FRANCISCO / BEJARANO

Patria potestad

LOS padres de un muchacho, de quince años ahora, no lo inscribieron en el Registro Civil al nacer ni lo mandaron a colegio alguno luego, y la Policía, Servicios Sociales, Fiscalía de Menores, Dirección General de Dependencia, Infancia y Familia se han enterado y han puesto en marcha la fría maquinaria protectora pública. A los padres les habían quitado con anterioridad la custodia de dos hijos, declarados en desamparo, y no parecían dispuestos a perder al tercero. No sabemos más de esta noticia infrecuente, pero algo parece claro y otro poco se deduce: los padres no querían perder a ninguno de sus hijos, y los hijos donde están mejor es con sus padres, aunque vivan pobremente, siempre que la pobreza no exceda de unos límites ni haya derivado hacia circunstancias peores que las de la misma pobreza.

Uno, de momento, se pone de parte de los padres y le preguntaría al hijo qué piensa de todo esto. Vería si la familia es desnaturalizada, degenerada o miserable, o todo junto, y, si no era nada de lo dicho, inscribiría al muchacho en el Registro y aplicaría el Derecho Romano de los romanos, porque cuando las instituciones públicas se aprestan para salvarnos son de temer. Las obligaciones de los padres para con los hijos no deberían sobrepasar las que dispone la naturaleza, la que termina por tener razón. Cuestión aparte son las recomendaciones convenientes de libre cumplimiento. Autores antiguos y modernos sobran para saber que, salvo rarezas, los padres quieren a sus hijos más que los hijos a los padres, y que intervenir con leyes en los buenos sentimientos particulares, si no es para favorecerlos, es una de las forma de la soberbia que hace desgraciadas a las personas con la ilusa idea de hacerlas felices.

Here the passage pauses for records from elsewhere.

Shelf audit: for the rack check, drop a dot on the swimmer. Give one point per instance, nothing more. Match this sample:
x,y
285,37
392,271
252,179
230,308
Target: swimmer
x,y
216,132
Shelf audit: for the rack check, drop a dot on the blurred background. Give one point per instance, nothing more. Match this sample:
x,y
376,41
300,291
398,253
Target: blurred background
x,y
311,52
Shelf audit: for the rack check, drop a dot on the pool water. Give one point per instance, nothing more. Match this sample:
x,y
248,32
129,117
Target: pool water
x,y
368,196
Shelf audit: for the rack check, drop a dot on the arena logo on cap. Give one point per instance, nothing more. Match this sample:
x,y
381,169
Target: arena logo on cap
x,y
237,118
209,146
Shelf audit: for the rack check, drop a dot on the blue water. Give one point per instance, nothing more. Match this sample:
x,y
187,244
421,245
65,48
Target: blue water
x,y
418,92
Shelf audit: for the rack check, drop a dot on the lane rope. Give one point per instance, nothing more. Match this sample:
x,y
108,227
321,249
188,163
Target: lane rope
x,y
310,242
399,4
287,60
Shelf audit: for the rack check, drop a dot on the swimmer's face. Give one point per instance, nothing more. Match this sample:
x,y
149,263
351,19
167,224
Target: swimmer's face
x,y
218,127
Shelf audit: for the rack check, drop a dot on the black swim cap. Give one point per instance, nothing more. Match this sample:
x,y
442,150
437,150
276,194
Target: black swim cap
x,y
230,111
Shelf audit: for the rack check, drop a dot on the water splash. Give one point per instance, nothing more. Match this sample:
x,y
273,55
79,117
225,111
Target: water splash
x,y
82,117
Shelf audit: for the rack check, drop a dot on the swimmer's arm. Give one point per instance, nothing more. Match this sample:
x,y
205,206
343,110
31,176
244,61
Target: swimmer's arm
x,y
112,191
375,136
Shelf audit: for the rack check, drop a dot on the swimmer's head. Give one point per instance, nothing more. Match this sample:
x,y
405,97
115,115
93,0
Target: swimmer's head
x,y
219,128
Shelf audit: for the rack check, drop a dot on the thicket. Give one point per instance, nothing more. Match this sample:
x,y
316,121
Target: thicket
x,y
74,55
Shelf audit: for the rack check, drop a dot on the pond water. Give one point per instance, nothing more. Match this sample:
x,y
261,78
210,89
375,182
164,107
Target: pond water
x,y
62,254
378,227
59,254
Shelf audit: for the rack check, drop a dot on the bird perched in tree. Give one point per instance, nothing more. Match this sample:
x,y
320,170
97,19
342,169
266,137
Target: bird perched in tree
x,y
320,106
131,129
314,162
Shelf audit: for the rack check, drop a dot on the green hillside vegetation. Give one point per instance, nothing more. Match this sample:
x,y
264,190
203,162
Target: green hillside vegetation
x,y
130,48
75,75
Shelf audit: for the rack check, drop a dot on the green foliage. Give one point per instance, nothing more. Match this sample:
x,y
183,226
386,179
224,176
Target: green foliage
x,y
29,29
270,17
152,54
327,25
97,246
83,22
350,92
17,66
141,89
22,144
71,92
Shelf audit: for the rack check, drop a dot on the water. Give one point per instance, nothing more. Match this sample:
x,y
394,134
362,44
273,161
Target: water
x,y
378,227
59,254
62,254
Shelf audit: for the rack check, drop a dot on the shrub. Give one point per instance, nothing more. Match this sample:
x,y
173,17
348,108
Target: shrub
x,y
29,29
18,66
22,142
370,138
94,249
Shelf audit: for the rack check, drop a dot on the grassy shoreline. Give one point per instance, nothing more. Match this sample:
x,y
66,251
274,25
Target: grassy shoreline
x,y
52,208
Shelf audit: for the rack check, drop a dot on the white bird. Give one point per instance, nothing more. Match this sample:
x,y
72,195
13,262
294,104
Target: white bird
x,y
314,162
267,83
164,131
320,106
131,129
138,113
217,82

Cuando las ideologías adquieren poder y legislan para hacernos felices, mejor es esconderse. En todos los tiempos hubo hombres avisados que se apartaban en despoblado, islas alejadas y cuevas de las montañas para huir de la idea común de la felicidad y encontrar alguna por su propia cuenta. Los estudios conocidos sobre la felicidad de los niños dicen que tan feliz es el pobre como el rico, siempre que se sienta querido por la familia y las personas allegadas. Sentirse querido es lo primero para una mente educada. Los poderes públicos pueden darnos la riqueza y la abundancia, pero no nos quieren, por más que se arroguen la facultad de otorgarnos por gracia la felicidad, como si fueran reyes de derecho divino con poder para curar la escrófula.